Mixed martial arts is one part sport, and one part sports entertainment.
Yes, people tune in to watch the world’s greatest fighters compete, but they also tune in for excitement, for thrills and chills, twists and turns, and more “brawling” than you can shake a TapouT shirt at.
There is a fine line between sport and sports entertainment and the UFC walks right on it, sometimes veering to one side or the other.
In the case of men like Dan Hardy, they veer towards sports entertainment. Dan Hardy has lost four straight in the UFC and is only .500 in the organization yet he’s still employed with them.
The reason why? Hardy was exciting and was a fighter who liked to “stand and bang” with the opponent.
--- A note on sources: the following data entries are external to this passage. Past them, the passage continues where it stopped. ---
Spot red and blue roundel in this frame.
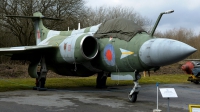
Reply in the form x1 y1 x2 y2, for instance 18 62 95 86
103 44 115 66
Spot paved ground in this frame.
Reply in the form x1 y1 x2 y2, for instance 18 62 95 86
0 83 200 112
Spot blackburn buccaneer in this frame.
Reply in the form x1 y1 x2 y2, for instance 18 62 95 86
0 10 196 102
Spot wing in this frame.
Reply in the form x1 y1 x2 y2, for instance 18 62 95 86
0 45 59 60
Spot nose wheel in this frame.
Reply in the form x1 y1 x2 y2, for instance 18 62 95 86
128 72 141 102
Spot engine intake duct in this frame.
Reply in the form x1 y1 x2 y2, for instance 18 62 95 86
80 36 98 60
74 35 98 63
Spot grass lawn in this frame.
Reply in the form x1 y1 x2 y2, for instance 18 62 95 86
0 74 188 92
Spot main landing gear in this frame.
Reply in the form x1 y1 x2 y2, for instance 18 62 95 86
128 72 141 102
33 57 47 91
96 71 110 89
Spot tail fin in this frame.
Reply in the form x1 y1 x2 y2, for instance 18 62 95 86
6 12 60 45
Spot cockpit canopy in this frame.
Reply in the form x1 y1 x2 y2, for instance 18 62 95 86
94 18 145 41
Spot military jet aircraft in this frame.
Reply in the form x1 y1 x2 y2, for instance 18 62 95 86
0 10 196 102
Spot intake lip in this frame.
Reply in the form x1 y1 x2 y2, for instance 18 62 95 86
80 36 98 60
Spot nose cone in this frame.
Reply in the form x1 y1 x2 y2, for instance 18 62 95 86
139 38 196 66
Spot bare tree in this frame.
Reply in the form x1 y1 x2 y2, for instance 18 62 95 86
0 0 84 45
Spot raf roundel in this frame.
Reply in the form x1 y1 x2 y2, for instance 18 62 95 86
103 44 115 66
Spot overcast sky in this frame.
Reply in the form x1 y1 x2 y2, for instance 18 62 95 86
85 0 200 34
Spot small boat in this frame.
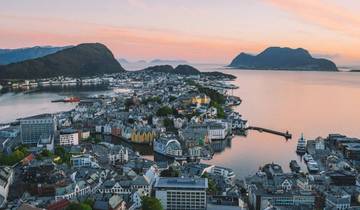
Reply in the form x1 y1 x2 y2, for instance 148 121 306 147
304 154 314 162
307 160 319 173
296 134 306 155
290 160 301 173
51 97 80 103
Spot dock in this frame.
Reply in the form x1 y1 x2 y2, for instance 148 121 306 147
246 126 292 139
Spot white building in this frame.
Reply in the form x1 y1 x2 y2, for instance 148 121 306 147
315 137 325 150
208 122 227 140
36 135 54 152
70 154 99 168
108 146 129 165
0 167 14 208
155 177 208 210
153 138 182 157
60 128 79 146
55 181 91 201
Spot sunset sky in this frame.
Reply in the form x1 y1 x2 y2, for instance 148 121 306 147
0 0 360 65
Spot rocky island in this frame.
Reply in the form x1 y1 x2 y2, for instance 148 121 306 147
229 47 338 71
0 43 125 79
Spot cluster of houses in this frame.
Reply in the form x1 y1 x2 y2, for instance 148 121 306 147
244 134 360 210
0 71 246 209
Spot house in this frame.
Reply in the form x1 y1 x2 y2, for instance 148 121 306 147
109 195 126 210
59 128 79 146
55 181 91 201
36 135 54 151
153 137 182 157
70 154 99 168
0 166 14 208
130 126 156 144
108 145 129 165
155 177 208 210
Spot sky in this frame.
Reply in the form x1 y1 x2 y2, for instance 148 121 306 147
0 0 360 65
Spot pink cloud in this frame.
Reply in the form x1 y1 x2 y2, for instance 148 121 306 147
0 15 260 62
265 0 360 38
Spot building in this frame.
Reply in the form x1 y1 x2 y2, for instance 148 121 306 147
55 181 91 201
20 114 56 145
153 137 182 157
59 128 79 146
0 167 14 208
108 145 129 165
207 122 227 140
70 154 99 168
325 190 351 210
155 177 208 210
36 135 54 151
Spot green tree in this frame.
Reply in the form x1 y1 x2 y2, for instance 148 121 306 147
141 196 163 210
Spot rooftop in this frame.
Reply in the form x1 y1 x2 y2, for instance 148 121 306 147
155 177 208 189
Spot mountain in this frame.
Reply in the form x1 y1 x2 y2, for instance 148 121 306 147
229 47 338 71
117 58 130 63
0 46 71 65
150 59 188 64
0 43 125 79
140 65 236 79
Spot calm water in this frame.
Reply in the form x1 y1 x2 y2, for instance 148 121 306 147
0 88 109 123
202 70 360 177
0 65 360 177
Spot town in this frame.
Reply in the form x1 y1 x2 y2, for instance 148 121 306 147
0 71 360 210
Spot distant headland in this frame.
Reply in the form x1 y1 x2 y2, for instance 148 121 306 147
229 47 338 71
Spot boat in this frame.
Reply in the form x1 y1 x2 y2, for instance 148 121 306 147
304 154 314 162
290 160 301 173
296 134 306 155
51 97 80 103
306 160 319 173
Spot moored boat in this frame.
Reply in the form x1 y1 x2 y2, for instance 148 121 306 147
290 160 301 173
296 134 306 155
306 160 319 173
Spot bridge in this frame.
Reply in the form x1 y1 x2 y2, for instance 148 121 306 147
246 126 292 139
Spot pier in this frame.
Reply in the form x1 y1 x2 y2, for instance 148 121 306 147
246 126 292 139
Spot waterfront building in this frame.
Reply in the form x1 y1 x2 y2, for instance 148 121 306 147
55 181 91 201
108 146 129 165
155 177 208 210
325 190 351 210
130 126 156 144
245 163 315 210
315 137 325 150
0 166 14 208
153 137 182 157
60 128 79 146
20 114 56 145
207 122 227 141
70 154 99 168
36 135 54 151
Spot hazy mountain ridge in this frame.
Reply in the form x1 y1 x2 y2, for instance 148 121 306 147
0 43 125 79
139 64 236 79
0 46 72 65
229 47 338 71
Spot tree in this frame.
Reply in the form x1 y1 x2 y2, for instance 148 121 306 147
141 196 163 210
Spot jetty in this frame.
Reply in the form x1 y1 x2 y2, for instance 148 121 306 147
245 126 292 139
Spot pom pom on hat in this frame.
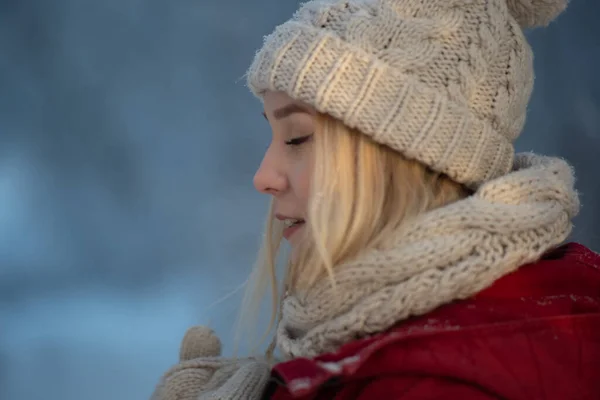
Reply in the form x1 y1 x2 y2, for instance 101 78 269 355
506 0 569 28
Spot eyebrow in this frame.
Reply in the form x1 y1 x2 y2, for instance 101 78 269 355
262 103 312 121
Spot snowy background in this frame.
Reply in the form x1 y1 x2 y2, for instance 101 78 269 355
0 0 600 400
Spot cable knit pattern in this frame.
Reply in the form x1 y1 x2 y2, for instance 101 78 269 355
247 0 565 188
277 154 579 358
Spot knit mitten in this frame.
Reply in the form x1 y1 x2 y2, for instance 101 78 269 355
151 326 270 400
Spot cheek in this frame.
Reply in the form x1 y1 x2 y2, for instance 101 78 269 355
294 157 312 210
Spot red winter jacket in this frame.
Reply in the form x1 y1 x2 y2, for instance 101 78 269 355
264 244 600 400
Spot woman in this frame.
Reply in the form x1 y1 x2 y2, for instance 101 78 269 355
155 0 600 399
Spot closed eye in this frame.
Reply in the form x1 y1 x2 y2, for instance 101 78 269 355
285 134 312 146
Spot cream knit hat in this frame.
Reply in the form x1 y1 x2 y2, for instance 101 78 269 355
247 0 567 188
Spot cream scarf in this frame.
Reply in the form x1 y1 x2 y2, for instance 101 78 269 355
276 154 579 359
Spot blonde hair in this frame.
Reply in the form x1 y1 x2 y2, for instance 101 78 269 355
238 114 470 354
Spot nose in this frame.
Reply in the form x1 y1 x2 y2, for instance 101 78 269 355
254 147 287 196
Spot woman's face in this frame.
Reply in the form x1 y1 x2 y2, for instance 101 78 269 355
254 91 316 253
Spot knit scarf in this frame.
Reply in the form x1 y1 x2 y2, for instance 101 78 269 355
276 154 579 359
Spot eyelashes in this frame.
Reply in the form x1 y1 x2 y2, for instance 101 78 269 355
285 134 312 146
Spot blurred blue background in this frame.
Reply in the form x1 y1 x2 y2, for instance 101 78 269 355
0 0 600 400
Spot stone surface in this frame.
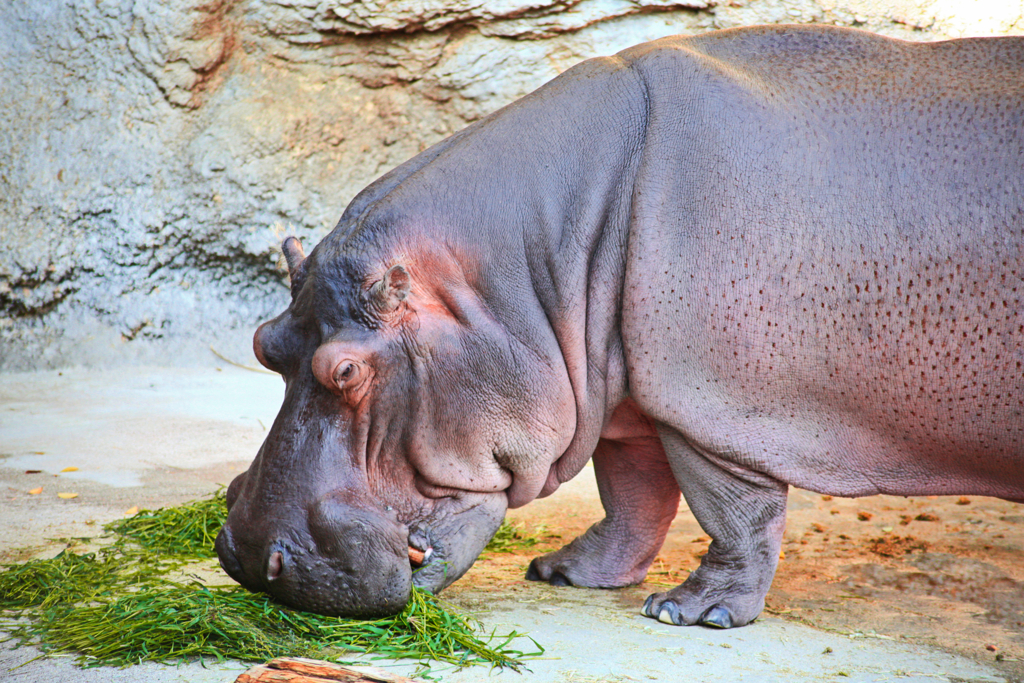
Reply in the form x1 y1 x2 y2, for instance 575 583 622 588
0 0 1024 371
0 366 1024 683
Or, as UFC owner Lorenzo Fertitta put it in a tweet, “I like guys that WAR!!!”
If the UFC was purely about sports, Hardy would’ve been long gone after losing four straight.
But the fact of the matter is that the UFC is a business and it needs to make money to survive. They couldn’t do well financially by just playing to the sport aspect because not all the fans appreciate the intricacies of MMA.
This is where men like Jon Fitch come in. Jon Fitch is the cosmic opposite of Dan Hardy. Hardy is an exciting striker but loses more often than Fitch, who is an allegedly boring wrestler but wins more often than Hardy.
Fitch’s style has cost him fans and cost him promotion. He grinds down on his opponents in a masterful display of wrestling’s true power in the Octagon but fans don’t appreciate that. It’s sport at its finest, but many don’t consider it entertainment and they won’t separate from their cash to see it.
Because the fans don’t want to see him, the UFC doesn’t want to see him do well; they know he’ll kill ratings and pay-per-view buys.
As much as people want to malign the shunning of fighters like Fitch and the promotion of “bangers” like Hardy, the basic truth that the majority of people tune in to be entertained cannot be denied.
The UFC has to be part sports entertainment or it can’t succeed. It has to appeal to the lowest common denominator—the casual fan. And if that means not firing Dan Hardy after four straight losses or shoving Leonard Garcia down our throats so that the finest sport in the world can grow more popular, then so be it.